Tanıtma meşrevinden önce, bir başımızdan geçenleri anlatalım.
yıl 1985 bıyığımızın terlediği yıllar, askerden yeni gelmişim.
daha önce Seyhan Spor’da top oynamışlığım var, bir arkadaşım Ada spor’da oynarmısın dediğinde, neden olmasın demiştim.
o yıl Ada spor banim lisansıma 600 TL ödemişti, kendimce iyide futbolcuydum, ama bir türlü frofesyonel olamamıştım.
Adana’nın o yıllar çok ünlü futbolcuları ve şanı vardı.
Ada spor ikinci amatör kümede oynuyordu.
Ali Aydoğanı ilk orada görmüştüm, daha yeni mezun olmuş avukatlık yapmaya başlamıştı.
Bıçkın dediğimiz delikanlı tipi, tam bir Adana’lı şekli ile olaylara hakim, kendinden emin bir Devrimci.
Gerçi ilk geldiğinde beni kesmesi için Antrenöre talimat vermişti, ama neden Başkan dediğimde, bekle sen bizim için önemlisin oyunun son dakikasında neler yapacaksın rakip şaşıracak demişti, gerçi o gün çok kızmıştım, ama maçın ilerleyen dakikalarında attığım golle takımım galip gelince gördünmü demişti…
Sonrası malum…
uzun yıllar sonra herkes evine misali, gerçek hayat sınıfını aldık, ve ben gazeteci, o Avukat ve Meclis üyesi oldu.

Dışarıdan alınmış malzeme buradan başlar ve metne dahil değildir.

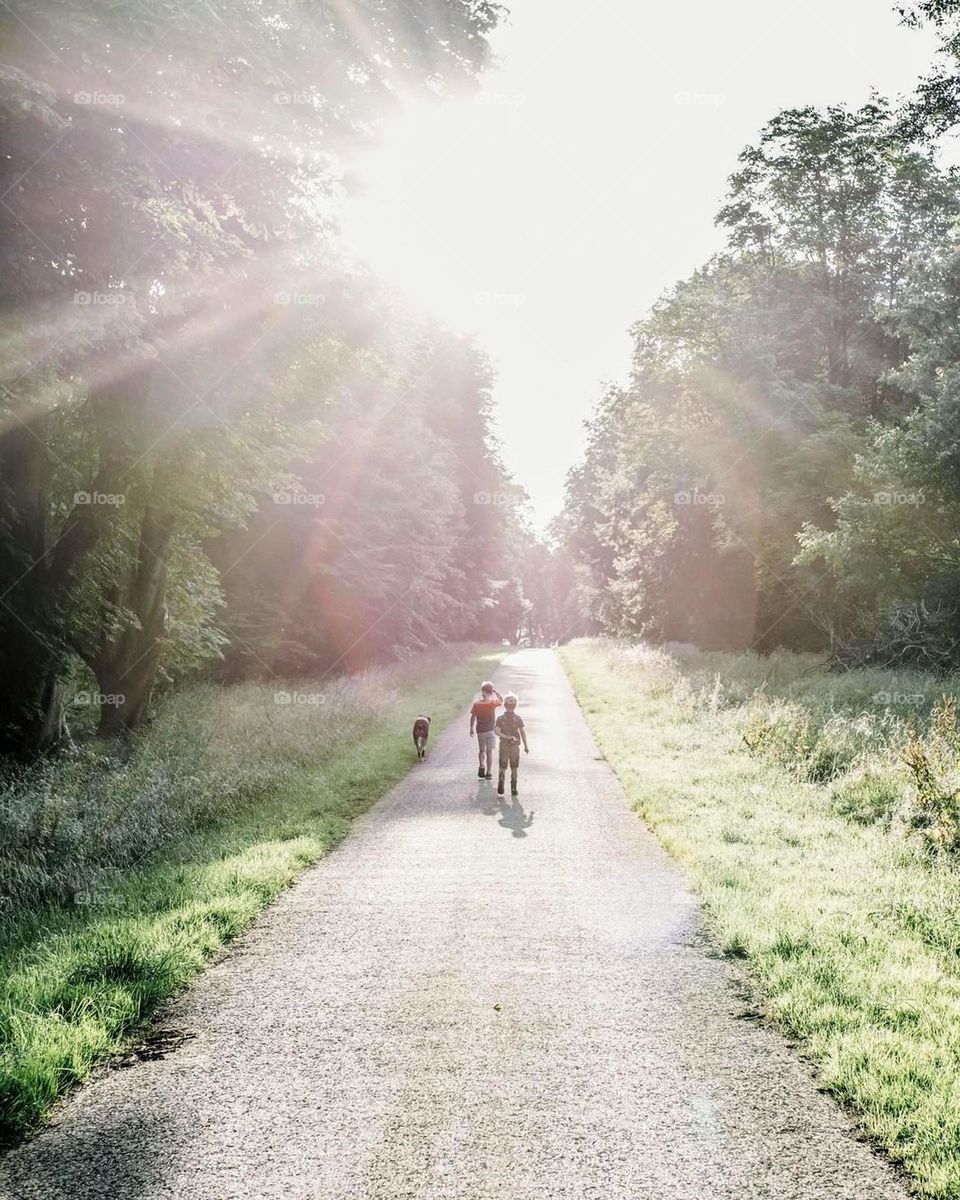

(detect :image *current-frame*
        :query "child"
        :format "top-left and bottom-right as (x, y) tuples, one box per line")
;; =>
(470, 683), (503, 779)
(496, 692), (530, 796)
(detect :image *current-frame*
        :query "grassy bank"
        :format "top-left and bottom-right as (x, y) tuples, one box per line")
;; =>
(0, 647), (502, 1138)
(562, 641), (960, 1198)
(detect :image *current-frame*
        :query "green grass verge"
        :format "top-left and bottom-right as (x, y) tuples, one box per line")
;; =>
(0, 649), (503, 1140)
(560, 641), (960, 1198)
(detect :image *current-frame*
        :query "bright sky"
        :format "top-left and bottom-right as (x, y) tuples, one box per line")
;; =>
(343, 0), (935, 526)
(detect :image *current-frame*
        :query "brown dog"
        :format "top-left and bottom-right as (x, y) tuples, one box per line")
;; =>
(413, 716), (430, 762)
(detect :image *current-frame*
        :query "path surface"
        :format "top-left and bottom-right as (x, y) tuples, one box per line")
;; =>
(0, 650), (906, 1200)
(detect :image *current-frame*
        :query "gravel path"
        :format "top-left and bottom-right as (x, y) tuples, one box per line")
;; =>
(0, 650), (907, 1200)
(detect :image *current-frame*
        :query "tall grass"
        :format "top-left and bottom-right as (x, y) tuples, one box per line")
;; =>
(0, 647), (500, 1138)
(562, 641), (960, 1200)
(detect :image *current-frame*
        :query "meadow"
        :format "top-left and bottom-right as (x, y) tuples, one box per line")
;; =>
(0, 646), (503, 1140)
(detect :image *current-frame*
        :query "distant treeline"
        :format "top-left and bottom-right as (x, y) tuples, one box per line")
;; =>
(0, 0), (580, 755)
(562, 0), (960, 668)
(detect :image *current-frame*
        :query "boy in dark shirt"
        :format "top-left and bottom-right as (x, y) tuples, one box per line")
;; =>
(496, 692), (530, 796)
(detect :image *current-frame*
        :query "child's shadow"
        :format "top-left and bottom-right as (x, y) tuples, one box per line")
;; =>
(474, 781), (500, 817)
(499, 799), (533, 838)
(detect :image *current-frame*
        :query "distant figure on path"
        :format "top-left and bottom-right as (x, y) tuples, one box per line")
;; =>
(494, 691), (530, 796)
(470, 683), (503, 779)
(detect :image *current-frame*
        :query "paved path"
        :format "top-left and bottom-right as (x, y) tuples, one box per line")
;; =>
(0, 650), (906, 1200)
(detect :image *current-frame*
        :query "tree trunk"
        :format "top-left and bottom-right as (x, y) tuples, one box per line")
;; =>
(91, 505), (174, 737)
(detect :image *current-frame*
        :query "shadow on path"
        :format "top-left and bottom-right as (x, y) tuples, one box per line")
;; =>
(499, 798), (533, 838)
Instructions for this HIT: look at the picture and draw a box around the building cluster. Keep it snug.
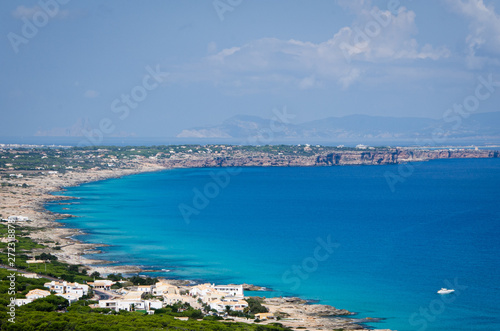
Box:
[16,281,89,306]
[99,280,248,313]
[16,279,248,314]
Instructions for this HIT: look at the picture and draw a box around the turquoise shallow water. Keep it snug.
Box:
[48,159,500,330]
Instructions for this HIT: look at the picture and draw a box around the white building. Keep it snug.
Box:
[215,284,244,299]
[7,215,29,222]
[56,293,81,303]
[87,279,116,291]
[43,281,89,298]
[137,285,153,293]
[99,299,163,311]
[15,299,33,306]
[17,273,40,279]
[26,289,50,300]
[210,298,248,313]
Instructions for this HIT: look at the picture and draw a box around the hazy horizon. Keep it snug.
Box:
[0,0,500,139]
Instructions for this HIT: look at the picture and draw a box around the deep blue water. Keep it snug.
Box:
[49,159,500,330]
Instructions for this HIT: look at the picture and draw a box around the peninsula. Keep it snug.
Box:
[0,145,499,330]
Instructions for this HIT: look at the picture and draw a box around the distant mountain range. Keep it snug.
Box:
[177,112,500,144]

Çok kereler karşılaştık ve her seferinde o konuyu konuştuk, bak oynatmadığım kadar varmış, futbolcu olamadın derken kızdım ama, sende Başkan olamadın dedim.
Yani,
Hayat hepimizi karıştırıp yoğuruyor, olan, samimiyet, Ali Aydoğan hep samimi bir insan, samimi bir dosttu.
* * *
Demek oluyor ki;
Hayat çok kısa ve bir gün bir dostunuzun ölüm haberini alabiliyorsunuz, önemli olan geçmişteki yaşadığınız sorun değil, önemli olan o soruna tebessümle bakmaktır mesele.
Şimdi seni kaybettik diye değildir bu cümleler Ali Aydoğan, sen gerçek bir doğrucu Hasan’dın ve kim alınırsa alınsın icabı doğruyu insanların alnına çakan bir yiğittin.